August 4, 2008 at 6:00 pm
CrazyMan (8/4/2008)
Thanks JeffIts supposed to take only a few seconds, since the table is continusly accessed by applicaitons, this is taking me 3 minutes to delete on a Quite time, i tried on a busy time and this took me 5 minutes to delete 24K rows and the table has been locked for around 2 minutes, i used isolation level lock as well, (READ UNCOMMITED), still it blocks, so now i cant use this to delete smaller number of rows, i am about to try loop as u recommended after 30 minutes, with the same number of rows, application gets busy in late afternoon.
Cheers
🙂
Wow! That's a lot of time. Are there a lot of foreign keys or, perhaps, a trigger that's involved?
--Jeff Moden
Change is inevitable... Change for the better is not.
August 5, 2008 at 9:09 am
There are 10 indices out of which one is clustered, no trigger, does this affect deleting???
August 5, 2008 at 6:16 pm
CrazyMan (8/5/2008)
There are 10 indices out of which one is clustered, no trigger, does this affect deleting???
The clustered one is the easy one for deletes... the other 9 are add a significant amount of time to deletes.
--Jeff Moden
Change is inevitable... Change for the better is not.

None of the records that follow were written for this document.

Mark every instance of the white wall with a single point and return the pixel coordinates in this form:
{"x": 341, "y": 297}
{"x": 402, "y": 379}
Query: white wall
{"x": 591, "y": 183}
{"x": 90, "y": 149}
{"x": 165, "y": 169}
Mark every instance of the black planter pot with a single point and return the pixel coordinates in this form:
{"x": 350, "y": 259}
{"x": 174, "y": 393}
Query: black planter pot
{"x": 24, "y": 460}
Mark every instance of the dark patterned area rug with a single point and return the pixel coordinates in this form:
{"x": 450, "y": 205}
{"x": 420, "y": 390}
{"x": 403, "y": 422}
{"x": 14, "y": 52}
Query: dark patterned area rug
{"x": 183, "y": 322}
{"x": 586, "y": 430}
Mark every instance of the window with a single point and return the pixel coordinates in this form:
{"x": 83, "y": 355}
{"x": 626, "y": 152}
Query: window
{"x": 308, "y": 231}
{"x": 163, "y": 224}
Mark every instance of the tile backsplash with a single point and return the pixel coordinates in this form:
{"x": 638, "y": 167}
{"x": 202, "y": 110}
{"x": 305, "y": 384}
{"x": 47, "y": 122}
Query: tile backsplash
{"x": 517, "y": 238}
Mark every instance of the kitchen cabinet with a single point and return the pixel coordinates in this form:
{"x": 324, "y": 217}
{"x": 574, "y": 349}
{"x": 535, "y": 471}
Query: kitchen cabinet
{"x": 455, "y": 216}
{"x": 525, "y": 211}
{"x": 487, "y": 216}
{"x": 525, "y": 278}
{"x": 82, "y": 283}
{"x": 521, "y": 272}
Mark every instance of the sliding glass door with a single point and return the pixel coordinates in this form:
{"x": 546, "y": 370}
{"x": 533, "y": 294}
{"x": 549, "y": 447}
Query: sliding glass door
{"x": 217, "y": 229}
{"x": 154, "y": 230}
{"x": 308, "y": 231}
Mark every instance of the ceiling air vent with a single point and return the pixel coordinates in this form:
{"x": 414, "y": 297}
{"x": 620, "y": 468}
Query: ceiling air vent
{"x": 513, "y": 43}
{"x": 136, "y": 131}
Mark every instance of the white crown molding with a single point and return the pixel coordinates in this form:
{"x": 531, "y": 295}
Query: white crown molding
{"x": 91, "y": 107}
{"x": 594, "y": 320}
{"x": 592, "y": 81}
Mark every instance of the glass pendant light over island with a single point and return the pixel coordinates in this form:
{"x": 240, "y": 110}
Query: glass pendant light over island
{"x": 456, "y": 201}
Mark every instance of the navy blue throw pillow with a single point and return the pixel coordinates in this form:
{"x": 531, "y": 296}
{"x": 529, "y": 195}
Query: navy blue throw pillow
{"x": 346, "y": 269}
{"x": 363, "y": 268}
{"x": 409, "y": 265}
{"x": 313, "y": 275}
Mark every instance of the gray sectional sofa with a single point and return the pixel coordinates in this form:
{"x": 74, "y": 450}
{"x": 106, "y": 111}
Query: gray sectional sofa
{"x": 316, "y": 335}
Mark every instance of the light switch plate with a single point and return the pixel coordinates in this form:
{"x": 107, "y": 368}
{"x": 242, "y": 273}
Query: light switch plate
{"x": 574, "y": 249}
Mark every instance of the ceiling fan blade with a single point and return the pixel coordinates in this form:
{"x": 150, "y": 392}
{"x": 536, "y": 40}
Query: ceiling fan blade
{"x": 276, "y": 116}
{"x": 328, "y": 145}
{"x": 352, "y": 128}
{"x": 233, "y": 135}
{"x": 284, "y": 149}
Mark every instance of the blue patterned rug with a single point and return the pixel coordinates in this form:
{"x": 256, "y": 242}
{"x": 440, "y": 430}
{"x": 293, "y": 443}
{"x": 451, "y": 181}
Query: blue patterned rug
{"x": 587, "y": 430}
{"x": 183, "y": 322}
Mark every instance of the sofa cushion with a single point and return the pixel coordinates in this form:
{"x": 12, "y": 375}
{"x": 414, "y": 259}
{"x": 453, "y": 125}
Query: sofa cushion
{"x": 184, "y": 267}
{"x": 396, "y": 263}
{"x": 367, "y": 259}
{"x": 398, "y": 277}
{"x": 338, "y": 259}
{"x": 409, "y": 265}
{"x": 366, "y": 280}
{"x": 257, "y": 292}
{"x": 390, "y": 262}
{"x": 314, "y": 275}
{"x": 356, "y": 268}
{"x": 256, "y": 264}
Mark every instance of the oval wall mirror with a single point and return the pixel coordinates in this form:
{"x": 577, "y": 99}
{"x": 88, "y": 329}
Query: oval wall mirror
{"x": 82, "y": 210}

August 6, 2008 at 11:12 am
1. Why dont you write a SQL Job that will keep deleting the rows in smaller chunks & let this JOB keep running
2. Watch the pattern of rows based on its usage & then you know what rows are OLD & what rows are NEW, so you define your logic in such a way that you delete the OLD Ones using you SQL Job
What we did was, we created another table which stored only the ID (PK) & a Date (latest Update Date) for those IDs. Then our Job would delete those rows Sorted by Row Desc
ID Time
1 7:15 AM
100 9:00 AM
24 9:01 AM
23 9:02 AM
111 11:00 AM
999 11:01 AM
in the above table, if you look at Time, its very clear that we can delete ID 1,100,24,... in that order...
paul
August 8, 2008 at 10:31 am
Thanks Paul,
This seems to be a nice Idea, i tried to run the same SQL frequently so it deletes the rows in small chunks
Thanks for the posts:)
Cheers
August 8, 2008 at 10:57 am
Jeff has the right idea up there. Those non-clustered indexes are probably hurting your performance unless they are also used to find the records to delete in the first place. Following are a couple of things I generally watch out for when looking at performance of a query that processes a bunch of data.
Parallelism:
If you look at your query plan for the delete, I'm sure its parallelized since you're joining a temp table to process the deletes. I'd look at adding a WITH (MAXDOP=1) hint or increasing the server setting for 'cost threshold for parallelism' from 5 seconds to something more realistic. I've seen it mentioned that 20 seconds seemed to be a more realistic value for some.
For something like this, it might help to have all the worker threads banging away at the same operation at the same time rather than split up and marshalling.
tempdb performance
Whenever you're using tempdb for things like this, SQL Server also uses tempdb for "in-process" query processing. For example, SQL Server may decide its more efficient to sort your data in a particular order before seeking the values in another index for a JOIN predicate. So while your temporary table is getting hammered on the same physical disks, SQL Server internals are also hammering away on it to process your query. On a "write" (and yes, a delete is a write operation), the more indexes you have on a particular table, the more the internals will bang away on in-process objects in tempdb. So when you spit your query up into "chunks" like you say, you're probably triggering SQL Server to create these objects in RAM rather than on disk, hence why the smaller bits run faster.
Statistics
Always make sure you have updated stats on the tables involved. Even if you have auto create and auto update stats turned on, depending on how many rows are in the table, the heuristics may not contain the samples that would give SQL Server clues as to how costly the query will be, or if the index may be helpful to find the data in the first place. This is because the trigger to update a stat is based on a formula (500 changes + 20% of the total rowcount), and honestly, 20% of the total rowcount of a large table can be a huge number. Better cost estimates mean better query plans, better use of memory and disk, ta-da...
That's about as non-technical of a description I can give you. I hope you get the idea.